Companies such as Google, Microsoft, and Amazon, “in many cases behave as if they were nation states,” agreed Schmidle.

While the military-industrial-knowledge complex has resulted in innovation—and indeed fueled the growth of Silicon Valley and an “extraordinary set of commercial technologies” such as GPS and the internet itself —it has also brought mistakes and tragedies, said Margaret O’Mara, the author of The Code: Silicon Valley and the Remaking of America. The resulting question is, “How can we think about a next-generation partnership that prioritizes a broader public good?”

While “industry is an important partner to certain parts of the government,” O’Mara said, “it can’t be the agenda-setter.” Governments need to develop their capacities to become better partners, recognizing that the most important piece of any partnership is the people.

Scientists and technologists need a mission to do their best work, said O’Mara, who serves as the Howard & Frances Keller Endowed Professor of History at the University of Washington. Complex politics, interrelated tech, and integrated supply chains make it harder for today’s scientists and technologists to “figure out what’s the right stance to have” when it comes to working with the government, she said. Those who do choose to work in science and technology development for the government “do so for the mission, not the money,” Schmidle said.

US immigration and education policies will also make or break the future of national innovation.

“The Americans do not have a monopoly on technological talent. The reason that the US has been such a powerhouse is because of immigration policy, foreign educational exchange, and an investment in higher ed,” O’Mara said. “Looking at this historically, those are foundational.”

Ultimately, Merle Tuve’s team settled on a radio proximity fuse, which would prove crucial to fighting against the V-1, the Nazis’ deadly drones deployed late in the war, which struck terror among Londoners with both their whirling travel sound and the 12 seconds of silence that accompanied their final descent to impact.

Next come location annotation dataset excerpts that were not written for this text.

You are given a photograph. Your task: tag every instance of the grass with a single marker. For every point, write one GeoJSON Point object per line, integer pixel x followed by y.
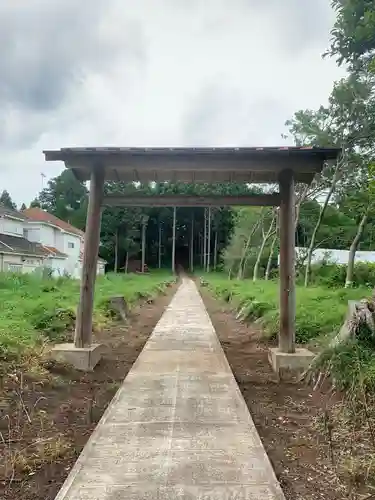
{"type": "Point", "coordinates": [34, 309]}
{"type": "Point", "coordinates": [320, 311]}
{"type": "Point", "coordinates": [348, 426]}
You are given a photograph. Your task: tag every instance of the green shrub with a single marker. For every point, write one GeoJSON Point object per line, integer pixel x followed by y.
{"type": "Point", "coordinates": [320, 310]}
{"type": "Point", "coordinates": [35, 308]}
{"type": "Point", "coordinates": [334, 275]}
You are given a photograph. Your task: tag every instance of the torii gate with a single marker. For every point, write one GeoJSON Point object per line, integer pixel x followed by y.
{"type": "Point", "coordinates": [284, 166]}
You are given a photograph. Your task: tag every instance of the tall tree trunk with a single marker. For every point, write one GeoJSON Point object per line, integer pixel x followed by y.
{"type": "Point", "coordinates": [174, 241]}
{"type": "Point", "coordinates": [143, 245]}
{"type": "Point", "coordinates": [209, 240]}
{"type": "Point", "coordinates": [353, 250]}
{"type": "Point", "coordinates": [116, 251]}
{"type": "Point", "coordinates": [126, 262]}
{"type": "Point", "coordinates": [241, 266]}
{"type": "Point", "coordinates": [311, 248]}
{"type": "Point", "coordinates": [215, 250]}
{"type": "Point", "coordinates": [159, 247]}
{"type": "Point", "coordinates": [262, 247]}
{"type": "Point", "coordinates": [269, 262]}
{"type": "Point", "coordinates": [192, 244]}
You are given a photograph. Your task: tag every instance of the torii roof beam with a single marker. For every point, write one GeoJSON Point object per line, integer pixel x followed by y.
{"type": "Point", "coordinates": [142, 200]}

As Holmes documents, Office of Science and Research Development Director Vannevar Bush’s vision of mobilizing science for the war effort led to the development and deployment not only of the fuse, but also of Allied landing craft, a blood substitute, penicillin, and radar-jamming technology, to name just a few of the innovations from “Bush’s army of researchers” within the OSRD.

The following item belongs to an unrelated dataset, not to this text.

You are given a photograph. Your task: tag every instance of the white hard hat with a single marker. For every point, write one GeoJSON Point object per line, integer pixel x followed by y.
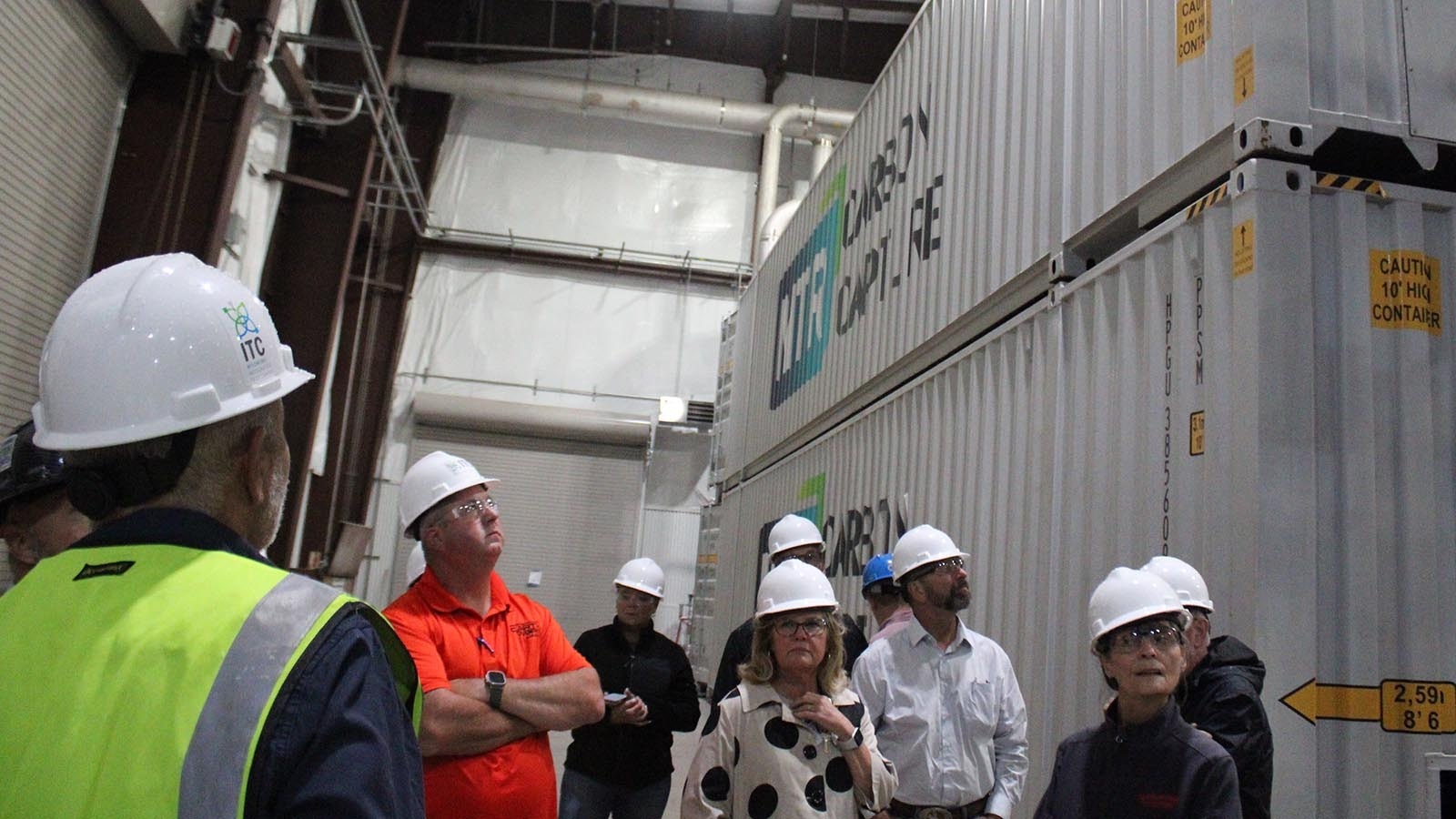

For Holmes, the OSRD’s path to success offers lessons for contemporary efforts to leverage science and technology in the national interest.

Bush believed that “in order to come up with radical innovations, you need to go back to basics,” Holmes said. Balancing the timeless tension between the need for basic and applied research, the government set some parameters of priorities, but granted scientists autonomy to conduct their research as they saw fit. The OSRD was arranged so that the government would hold patents derived from researchers’ work, and designed in order to foster connections between “people who aren’t used to talking to each other,” Holmes said.

Perhaps most importantly, as Holmes wrote for Future Tense in August, Bush and Tuve left us with the lesson “that administrative wisdom can be profoundly heroic. … [I]t’s not just relying on science but the intelligent organization of science that often matters most.”